Certifications for "Save a Prayer"
| Region | Certification | Certified units/sales |
| New Zealand (RMNZ) | Gold | 15,000^{‡} |
| United Kingdom (BPI) | Silver | 250,000^{^} |
^{^} Shipments figures based on certification alone. ^{‡} Sales+streaming figures based on certification alone.

==Personnel==
Duran Duran
- Simon Le Bon – lead vocals, acoustic guitar (live)
- Nick Rhodes – keyboards, synthesizers
- John Taylor – bass guitar, backing vocals
- Roger Taylor – drums
- Andy Taylor – guitar, backing vocals

Technical
- Colin Thurston – producer and engineer

==Other appearances==
The song appeared in the British TV series Sex Education (season 3, episode 2).

==Cover versions==
===Eagles of Death Metal version===

A cover version of the song appears on Eagles of Death Metal's 2015 album, Zipper Down. Duran Duran and Eagles of Death Metal played the song together on TFI Friday. Following the November 2015 Paris attacks, a Facebook campaign was launched to get the cover of "Save a Prayer" to number 1 on the UK Singles Chart. Duran Duran have stated that they will donate all their royalties from the cover to charity. Eagles of Death Metal's cover ultimately peaked at number 53 for the chart dated the week after the attack.

====Weekly charts====

| Chart (2015) | Peak position |
|---|---|
| Belgium (Ultratop 50 Flanders) | 5 |
| Belgium (Ultratop 50 Wallonia) | 11 |
| France (SNEP) | 23 |
| Netherlands (Single Top 100) | 73 |
| Scottish Singles Sales (Official Charts) | 18 |
| Switzerland (Schweizer Hitparade) | 72 |
| UK Singles (Official Charts) | 53 |

===Other versions===
In April 2003, British duo 56k released a trance version on Kontor Records, which came out in Germany and other European countries. In the UK, it peaked at #46 and lasted two weeks in the top 100.

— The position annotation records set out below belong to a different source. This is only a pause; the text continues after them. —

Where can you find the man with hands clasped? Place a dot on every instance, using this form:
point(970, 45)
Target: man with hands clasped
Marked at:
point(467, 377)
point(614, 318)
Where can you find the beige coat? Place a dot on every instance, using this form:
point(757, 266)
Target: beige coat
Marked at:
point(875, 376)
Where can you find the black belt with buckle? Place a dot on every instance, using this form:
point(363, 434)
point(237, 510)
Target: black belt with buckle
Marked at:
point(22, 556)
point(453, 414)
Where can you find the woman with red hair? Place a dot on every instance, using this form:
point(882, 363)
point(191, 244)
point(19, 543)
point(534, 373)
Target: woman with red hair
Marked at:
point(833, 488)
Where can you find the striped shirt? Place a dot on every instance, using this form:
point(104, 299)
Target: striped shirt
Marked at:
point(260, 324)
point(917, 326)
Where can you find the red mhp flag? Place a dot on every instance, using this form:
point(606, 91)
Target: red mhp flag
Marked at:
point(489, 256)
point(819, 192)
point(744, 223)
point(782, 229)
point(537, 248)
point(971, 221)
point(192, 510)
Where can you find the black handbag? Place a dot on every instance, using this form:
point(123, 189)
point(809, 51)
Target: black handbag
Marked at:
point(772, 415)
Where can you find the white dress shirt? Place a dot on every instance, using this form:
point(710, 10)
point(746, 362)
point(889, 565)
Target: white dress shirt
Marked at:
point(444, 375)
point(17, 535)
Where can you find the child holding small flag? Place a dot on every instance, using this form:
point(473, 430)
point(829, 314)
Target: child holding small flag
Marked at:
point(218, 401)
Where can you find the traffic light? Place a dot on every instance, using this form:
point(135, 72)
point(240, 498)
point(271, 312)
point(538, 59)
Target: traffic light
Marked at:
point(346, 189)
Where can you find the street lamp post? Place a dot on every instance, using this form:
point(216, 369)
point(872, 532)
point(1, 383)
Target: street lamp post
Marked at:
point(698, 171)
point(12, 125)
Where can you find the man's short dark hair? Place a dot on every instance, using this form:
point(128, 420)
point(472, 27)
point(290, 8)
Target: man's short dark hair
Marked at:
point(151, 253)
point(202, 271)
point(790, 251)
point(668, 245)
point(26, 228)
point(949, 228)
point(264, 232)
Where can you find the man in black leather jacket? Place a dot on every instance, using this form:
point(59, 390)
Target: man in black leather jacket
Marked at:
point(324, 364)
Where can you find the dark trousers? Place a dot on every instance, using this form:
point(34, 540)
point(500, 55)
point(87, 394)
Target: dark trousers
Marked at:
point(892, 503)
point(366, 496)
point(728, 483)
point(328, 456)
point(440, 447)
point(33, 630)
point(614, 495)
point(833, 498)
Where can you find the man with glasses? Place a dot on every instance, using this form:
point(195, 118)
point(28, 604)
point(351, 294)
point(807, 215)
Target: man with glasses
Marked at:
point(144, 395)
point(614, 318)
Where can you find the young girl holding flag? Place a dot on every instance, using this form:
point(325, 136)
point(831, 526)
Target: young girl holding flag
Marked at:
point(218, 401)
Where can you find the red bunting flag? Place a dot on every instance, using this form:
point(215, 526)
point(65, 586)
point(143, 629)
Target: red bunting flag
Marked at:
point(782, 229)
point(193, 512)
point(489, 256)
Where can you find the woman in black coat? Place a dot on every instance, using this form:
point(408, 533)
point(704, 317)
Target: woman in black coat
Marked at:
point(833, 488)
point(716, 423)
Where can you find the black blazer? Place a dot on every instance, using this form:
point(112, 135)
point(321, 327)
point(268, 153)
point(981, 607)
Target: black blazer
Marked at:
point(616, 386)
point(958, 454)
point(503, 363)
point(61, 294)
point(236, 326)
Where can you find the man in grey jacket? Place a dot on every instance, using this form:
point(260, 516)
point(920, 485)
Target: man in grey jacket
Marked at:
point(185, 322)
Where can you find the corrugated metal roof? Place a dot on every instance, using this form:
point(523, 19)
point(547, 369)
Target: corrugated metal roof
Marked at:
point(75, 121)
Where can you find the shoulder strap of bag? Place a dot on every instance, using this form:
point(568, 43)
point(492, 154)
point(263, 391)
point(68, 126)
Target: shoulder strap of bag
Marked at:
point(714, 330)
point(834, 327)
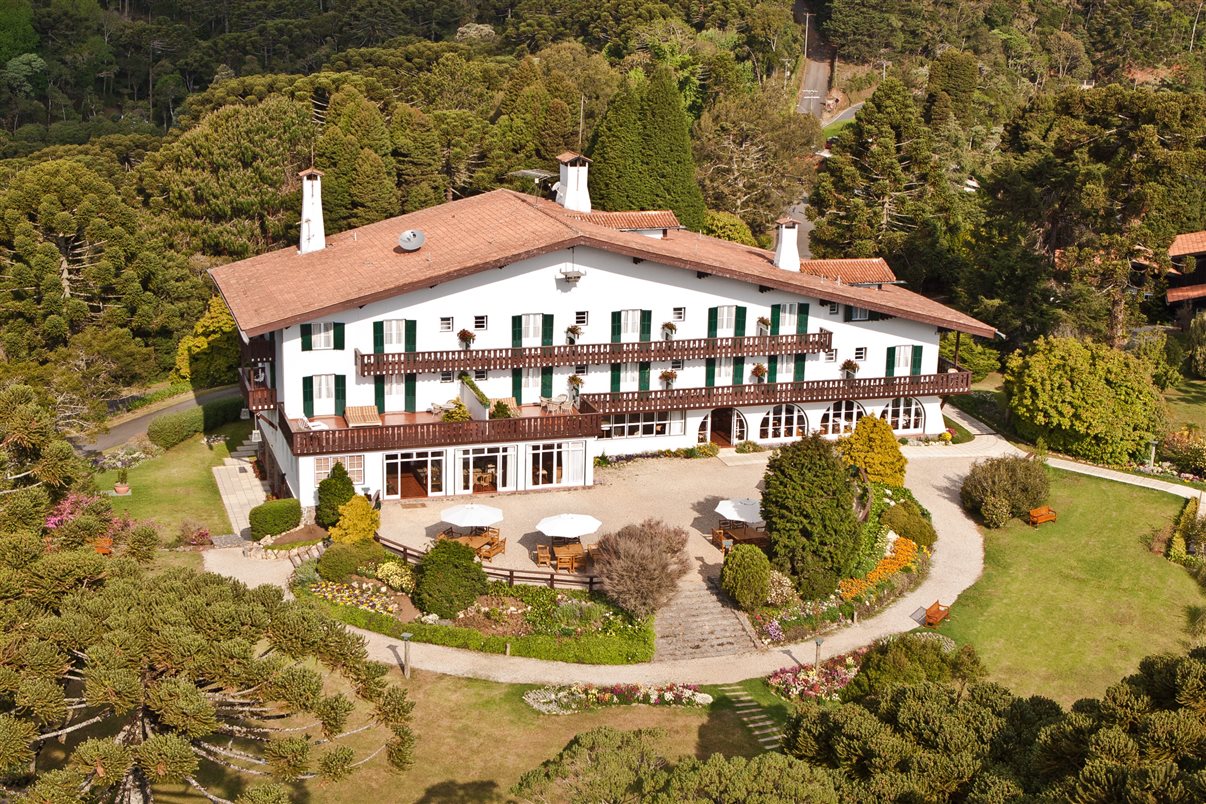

In 2014, singer-songwriter David Mead released a cover version of the song on the multi-artist compilation album Here Comes the Reign Again: The Second British Invasion.

In December 2019, Canadian electronic duo Bob Moses released a cover version of the song on their Unplugged EP.

In 2009, British singer-songwriter Kate Walsh released a cover version of the song on her album Peppermint Radio.

In 2015, British house music group Dirty Vegas released a cover version of the song on their "Photograph" album

In 2025, Hooded Menace have included their version on the album, Lachrymose Monuments of Obscuration.

==Sampling==
- In 1995, British musical duo Shut Up and Dance prominently sampled "Save a Prayer" on their song "Save It 'til the Mourning After". It was released as a single and reached number 25 on the UK Singles Chart in March 1995, becoming the duo's second top-40 hit in the UK. It also reached number 41 on the Dutch Single Top 100, becoming their only song to chart in the Netherlands.
- The opening melody of "Save a Prayer" forms the basis of Viper's 1997 single "Titty Twister".
- "Save a Prayer" is sampled throughout on Cosmic Belt's 2006 single "Do It".
- Will.i.am of the Black Eyed Peas sampled the song on the track "One More Chance", on his 2007 solo album Songs About Girls.
- Arctic Monkeys reference the song's chorus on the track "Teddy Picker", from their 2007 album Favourite Worst Nightmare.